What I liked about 13th was DuVernay’s inclusion of professional neocon bloviator Newt Gingrich and conservative lobbyist Grover Norquist.  They presented dissenting opinions to activists like Van Jones and other community organizers, but also acknowledged the system is broken… Kinda.  So, now you have no excuse not to watch it.

Read: Bitch Planet Vols. 1 & 2

Kelly Sue Deconnick's Bitch Planet #2 via Image Comics
Bitch Planet #2 via Image Comics

I believe Bitch Planet is one of the most important comics of the last decade.  No other comic that I’ve read has touched me quite the way this comic has.  My reaction to the dystopian hellhole these women were living in was surprising.  I knew that I was going to be irritated at the brutality within, but I did not expect to be enraged.  Honestly, I was frightened as hell.

Created by Kelly Sue Deconnick, Bitch Planet features the stories of women from all walks of life who have found themselves imprisoned for being gay, black, fat… Nonconforming and noncompliant.  In fact, they are branded with a stylized “NC” tattoo to indicate just that.  Bitch Planet takes place in a future where men’s resentment grew so much that women became their number one enemy.  No one is safe.  Not even little girls are safe.  Imagine living in a world that hates its own mothers and daughters.
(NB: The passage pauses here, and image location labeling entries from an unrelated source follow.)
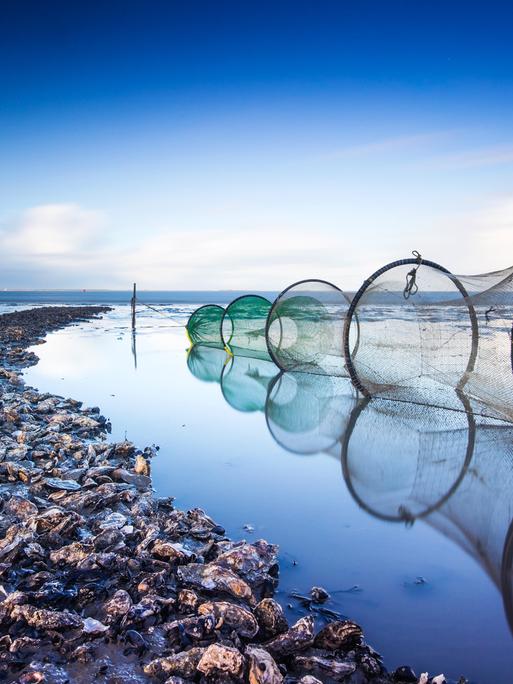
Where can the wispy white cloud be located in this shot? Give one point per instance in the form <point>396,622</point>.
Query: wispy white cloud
<point>389,145</point>
<point>471,159</point>
<point>51,231</point>
<point>65,245</point>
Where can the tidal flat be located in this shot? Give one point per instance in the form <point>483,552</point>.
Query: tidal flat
<point>104,581</point>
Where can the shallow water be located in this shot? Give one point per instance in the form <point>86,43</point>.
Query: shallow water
<point>429,594</point>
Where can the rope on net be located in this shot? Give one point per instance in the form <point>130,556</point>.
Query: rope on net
<point>409,328</point>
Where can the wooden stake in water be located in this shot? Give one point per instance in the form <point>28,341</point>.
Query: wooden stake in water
<point>133,300</point>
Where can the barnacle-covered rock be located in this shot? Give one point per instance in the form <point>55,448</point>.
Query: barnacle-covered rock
<point>255,562</point>
<point>196,628</point>
<point>182,664</point>
<point>172,551</point>
<point>262,667</point>
<point>141,465</point>
<point>215,578</point>
<point>117,606</point>
<point>271,618</point>
<point>46,619</point>
<point>339,635</point>
<point>232,616</point>
<point>19,507</point>
<point>219,660</point>
<point>188,601</point>
<point>322,667</point>
<point>297,638</point>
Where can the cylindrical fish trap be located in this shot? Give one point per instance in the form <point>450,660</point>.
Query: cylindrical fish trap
<point>243,326</point>
<point>204,325</point>
<point>305,328</point>
<point>417,328</point>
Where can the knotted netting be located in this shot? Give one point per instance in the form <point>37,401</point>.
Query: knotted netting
<point>243,326</point>
<point>245,381</point>
<point>308,413</point>
<point>424,328</point>
<point>204,325</point>
<point>206,363</point>
<point>305,328</point>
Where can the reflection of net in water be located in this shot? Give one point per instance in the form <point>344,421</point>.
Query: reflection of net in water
<point>204,325</point>
<point>402,461</point>
<point>243,326</point>
<point>308,413</point>
<point>245,381</point>
<point>305,328</point>
<point>451,469</point>
<point>206,363</point>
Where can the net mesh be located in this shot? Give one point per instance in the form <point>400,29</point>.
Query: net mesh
<point>305,328</point>
<point>243,326</point>
<point>449,331</point>
<point>204,325</point>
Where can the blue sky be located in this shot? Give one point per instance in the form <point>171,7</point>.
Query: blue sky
<point>248,145</point>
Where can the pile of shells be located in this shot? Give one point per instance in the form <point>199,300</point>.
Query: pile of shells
<point>102,581</point>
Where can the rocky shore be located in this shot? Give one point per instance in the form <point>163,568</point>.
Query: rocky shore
<point>102,581</point>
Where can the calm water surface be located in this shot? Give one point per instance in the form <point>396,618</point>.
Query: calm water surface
<point>402,523</point>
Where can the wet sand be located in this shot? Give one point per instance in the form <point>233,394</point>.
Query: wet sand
<point>102,581</point>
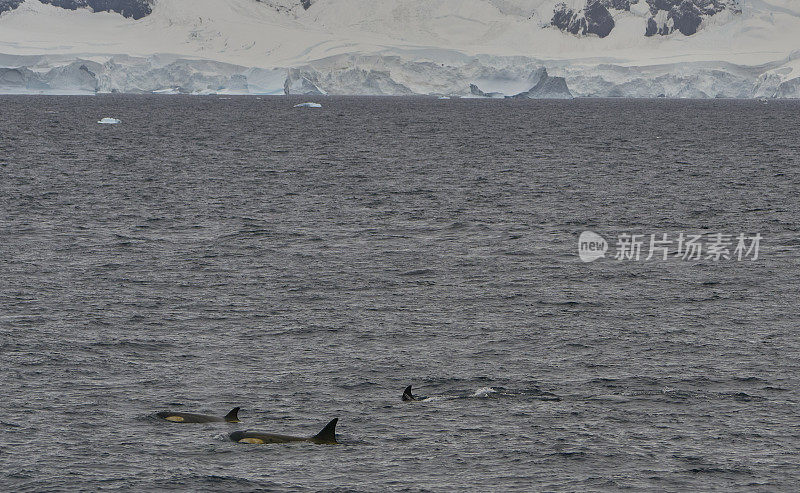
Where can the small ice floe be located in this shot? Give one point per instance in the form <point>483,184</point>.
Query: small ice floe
<point>484,392</point>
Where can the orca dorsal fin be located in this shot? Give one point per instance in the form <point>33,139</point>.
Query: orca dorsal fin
<point>328,434</point>
<point>233,416</point>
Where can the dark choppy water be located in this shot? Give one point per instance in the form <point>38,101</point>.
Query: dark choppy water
<point>306,264</point>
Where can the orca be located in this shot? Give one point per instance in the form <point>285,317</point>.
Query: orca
<point>408,396</point>
<point>327,436</point>
<point>231,417</point>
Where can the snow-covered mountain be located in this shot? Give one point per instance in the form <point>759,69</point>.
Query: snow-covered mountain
<point>468,48</point>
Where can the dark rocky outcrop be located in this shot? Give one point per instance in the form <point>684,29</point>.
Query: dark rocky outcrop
<point>619,4</point>
<point>476,91</point>
<point>135,9</point>
<point>684,16</point>
<point>6,5</point>
<point>547,88</point>
<point>593,19</point>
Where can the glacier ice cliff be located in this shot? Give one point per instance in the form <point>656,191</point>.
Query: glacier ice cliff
<point>397,75</point>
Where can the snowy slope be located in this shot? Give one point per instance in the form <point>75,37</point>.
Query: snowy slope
<point>741,48</point>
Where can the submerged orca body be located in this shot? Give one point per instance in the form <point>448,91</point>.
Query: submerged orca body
<point>408,396</point>
<point>326,436</point>
<point>231,417</point>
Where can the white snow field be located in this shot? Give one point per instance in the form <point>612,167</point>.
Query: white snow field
<point>454,48</point>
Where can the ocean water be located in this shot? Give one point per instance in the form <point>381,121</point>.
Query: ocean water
<point>305,264</point>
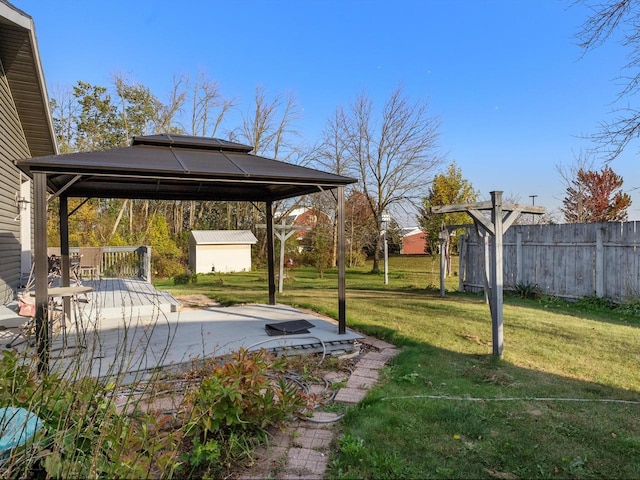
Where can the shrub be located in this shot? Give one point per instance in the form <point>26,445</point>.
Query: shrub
<point>83,436</point>
<point>235,404</point>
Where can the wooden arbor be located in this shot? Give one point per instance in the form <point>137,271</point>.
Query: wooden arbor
<point>494,227</point>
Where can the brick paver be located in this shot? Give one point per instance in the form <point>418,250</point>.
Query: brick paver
<point>302,450</point>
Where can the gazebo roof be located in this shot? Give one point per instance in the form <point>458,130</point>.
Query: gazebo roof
<point>179,167</point>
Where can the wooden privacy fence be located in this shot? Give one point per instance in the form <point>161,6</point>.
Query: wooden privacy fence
<point>570,260</point>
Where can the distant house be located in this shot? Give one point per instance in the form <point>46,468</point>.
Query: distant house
<point>26,130</point>
<point>307,217</point>
<point>414,241</point>
<point>220,250</point>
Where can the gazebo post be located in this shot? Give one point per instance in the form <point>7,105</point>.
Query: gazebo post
<point>342,322</point>
<point>271,254</point>
<point>41,270</point>
<point>64,250</point>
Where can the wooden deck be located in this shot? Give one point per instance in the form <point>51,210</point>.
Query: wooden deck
<point>127,330</point>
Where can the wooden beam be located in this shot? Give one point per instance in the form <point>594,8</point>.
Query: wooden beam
<point>496,276</point>
<point>271,273</point>
<point>342,311</point>
<point>41,270</point>
<point>481,221</point>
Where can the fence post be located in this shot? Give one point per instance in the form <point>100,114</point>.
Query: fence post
<point>599,267</point>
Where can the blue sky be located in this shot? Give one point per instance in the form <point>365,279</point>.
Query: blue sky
<point>514,93</point>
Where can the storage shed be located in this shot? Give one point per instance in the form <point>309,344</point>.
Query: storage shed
<point>220,250</point>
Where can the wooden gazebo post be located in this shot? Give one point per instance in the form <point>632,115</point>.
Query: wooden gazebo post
<point>41,270</point>
<point>495,227</point>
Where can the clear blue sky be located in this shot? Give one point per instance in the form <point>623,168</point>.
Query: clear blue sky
<point>513,91</point>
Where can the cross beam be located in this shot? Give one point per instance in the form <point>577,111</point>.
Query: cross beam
<point>494,227</point>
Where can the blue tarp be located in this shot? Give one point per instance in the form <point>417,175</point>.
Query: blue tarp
<point>17,426</point>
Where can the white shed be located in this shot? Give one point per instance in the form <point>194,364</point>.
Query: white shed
<point>220,250</point>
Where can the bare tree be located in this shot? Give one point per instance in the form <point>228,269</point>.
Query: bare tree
<point>64,110</point>
<point>270,129</point>
<point>209,107</point>
<point>395,157</point>
<point>609,17</point>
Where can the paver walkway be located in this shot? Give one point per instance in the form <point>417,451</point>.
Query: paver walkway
<point>301,451</point>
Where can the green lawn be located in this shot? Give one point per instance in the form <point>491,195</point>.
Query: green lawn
<point>564,402</point>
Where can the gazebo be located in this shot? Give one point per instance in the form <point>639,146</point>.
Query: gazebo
<point>170,167</point>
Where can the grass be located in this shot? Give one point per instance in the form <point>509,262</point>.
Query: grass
<point>445,408</point>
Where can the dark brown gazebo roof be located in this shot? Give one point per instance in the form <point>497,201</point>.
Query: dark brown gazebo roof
<point>169,167</point>
<point>179,167</point>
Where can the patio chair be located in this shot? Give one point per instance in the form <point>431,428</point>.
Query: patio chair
<point>90,262</point>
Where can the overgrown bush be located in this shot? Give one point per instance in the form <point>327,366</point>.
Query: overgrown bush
<point>83,435</point>
<point>235,404</point>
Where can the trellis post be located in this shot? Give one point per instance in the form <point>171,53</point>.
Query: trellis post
<point>494,227</point>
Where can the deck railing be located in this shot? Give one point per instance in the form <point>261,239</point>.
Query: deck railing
<point>129,261</point>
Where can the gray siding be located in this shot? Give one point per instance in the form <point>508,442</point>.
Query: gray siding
<point>13,145</point>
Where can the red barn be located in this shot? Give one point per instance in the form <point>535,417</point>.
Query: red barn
<point>414,241</point>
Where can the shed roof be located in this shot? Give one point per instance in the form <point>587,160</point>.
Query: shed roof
<point>223,237</point>
<point>179,167</point>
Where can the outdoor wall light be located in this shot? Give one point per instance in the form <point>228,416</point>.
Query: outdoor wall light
<point>22,203</point>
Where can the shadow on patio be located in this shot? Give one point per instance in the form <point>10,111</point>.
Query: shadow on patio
<point>127,329</point>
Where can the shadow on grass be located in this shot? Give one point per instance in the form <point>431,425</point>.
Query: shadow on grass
<point>443,414</point>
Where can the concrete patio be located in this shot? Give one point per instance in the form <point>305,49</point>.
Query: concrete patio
<point>127,329</point>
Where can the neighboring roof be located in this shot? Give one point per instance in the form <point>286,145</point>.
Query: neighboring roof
<point>223,237</point>
<point>23,70</point>
<point>179,167</point>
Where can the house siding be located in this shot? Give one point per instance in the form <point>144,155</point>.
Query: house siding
<point>12,146</point>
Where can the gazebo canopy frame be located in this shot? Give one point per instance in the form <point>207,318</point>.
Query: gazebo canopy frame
<point>169,167</point>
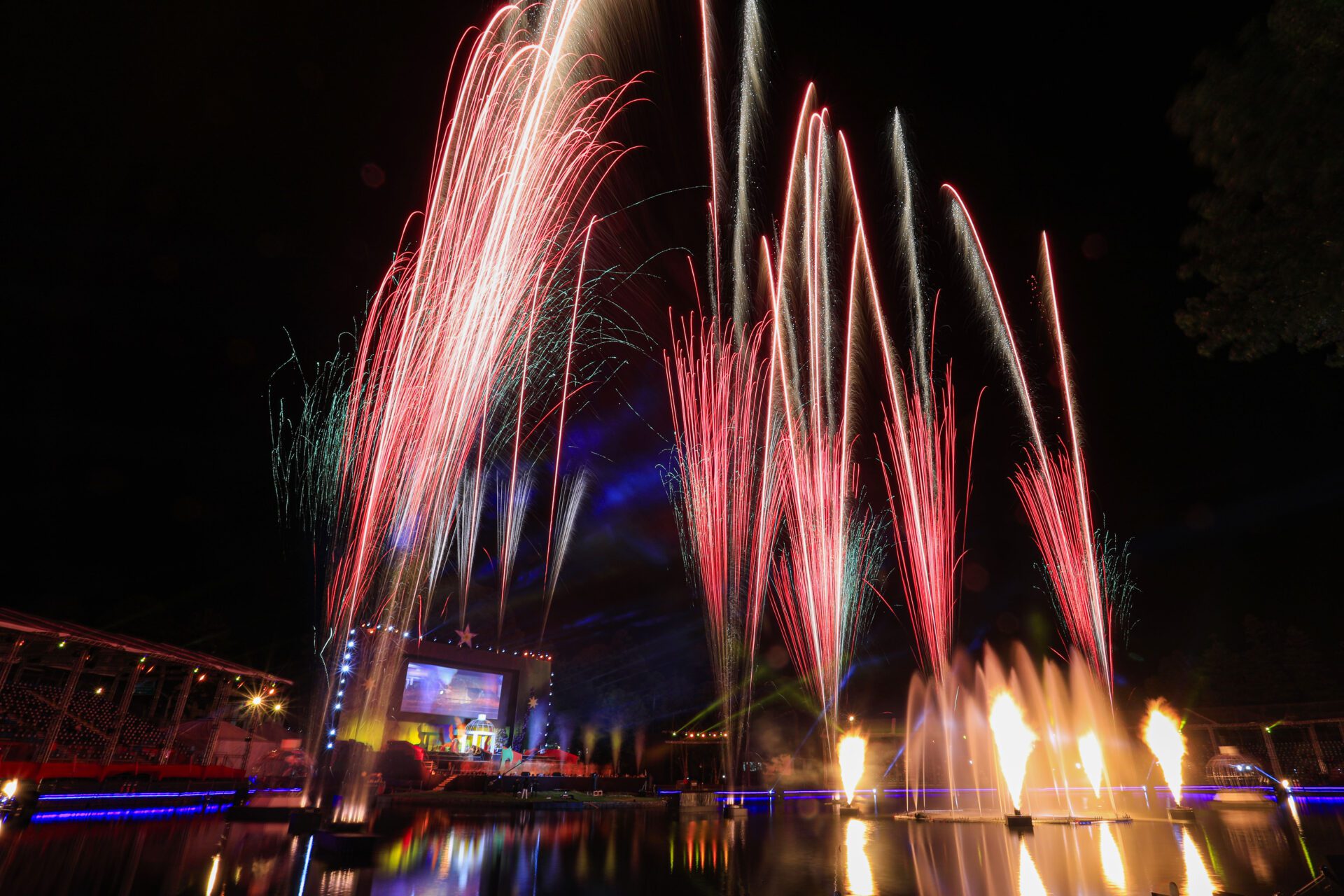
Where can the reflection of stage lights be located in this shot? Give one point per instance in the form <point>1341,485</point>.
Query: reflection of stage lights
<point>857,859</point>
<point>1112,864</point>
<point>1198,883</point>
<point>1028,879</point>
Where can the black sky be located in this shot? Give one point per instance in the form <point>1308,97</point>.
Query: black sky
<point>192,182</point>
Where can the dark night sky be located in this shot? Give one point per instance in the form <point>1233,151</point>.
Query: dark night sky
<point>191,183</point>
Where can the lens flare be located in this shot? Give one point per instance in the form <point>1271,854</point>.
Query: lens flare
<point>857,860</point>
<point>1089,750</point>
<point>1028,879</point>
<point>1112,864</point>
<point>851,764</point>
<point>1014,742</point>
<point>1198,883</point>
<point>1161,734</point>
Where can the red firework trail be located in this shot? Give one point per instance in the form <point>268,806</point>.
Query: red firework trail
<point>1053,486</point>
<point>727,507</point>
<point>921,440</point>
<point>820,590</point>
<point>451,331</point>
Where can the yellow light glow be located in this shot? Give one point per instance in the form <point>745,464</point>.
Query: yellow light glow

Watch: Rich Hill (2014) – Netflix

“God has to be busy with everyone else.”

These are the words uttered by a teenaged boy named Andrew in a documentary chronicling his life in a decaying rural town. He still boasts boyish good looks and his voice has just barely started to change.  Yet, his cold pragmatism is disarming and sad.

Rich Hill is a documentary about three boys in a small Missouri town.  The irony is not lost on us either, by the way. The boys–Appachey, Andrew, and Harley–take viewers on a walk in their shoes as they try to survive a life of poverty.

All those buzzwords you’ve heard lately–white working class, Rust Belt, rural America–will make sense after you watch this award-winning documentary.  You may feel resentment towards these people because they represent Donald Trump’s victory.  Believe me, I understand.  Still, if you understand how class warfare works, you’ll feel more pity and sadness than anything.  There are no winners here.  Not within our (proletariat) ranks, anyway.

Anyway, check these out and be sure to tell us which one’s you loved (or didn’t love).  Instead of watching Trump take over as POTUS on Inauguration Day, just watch these instead.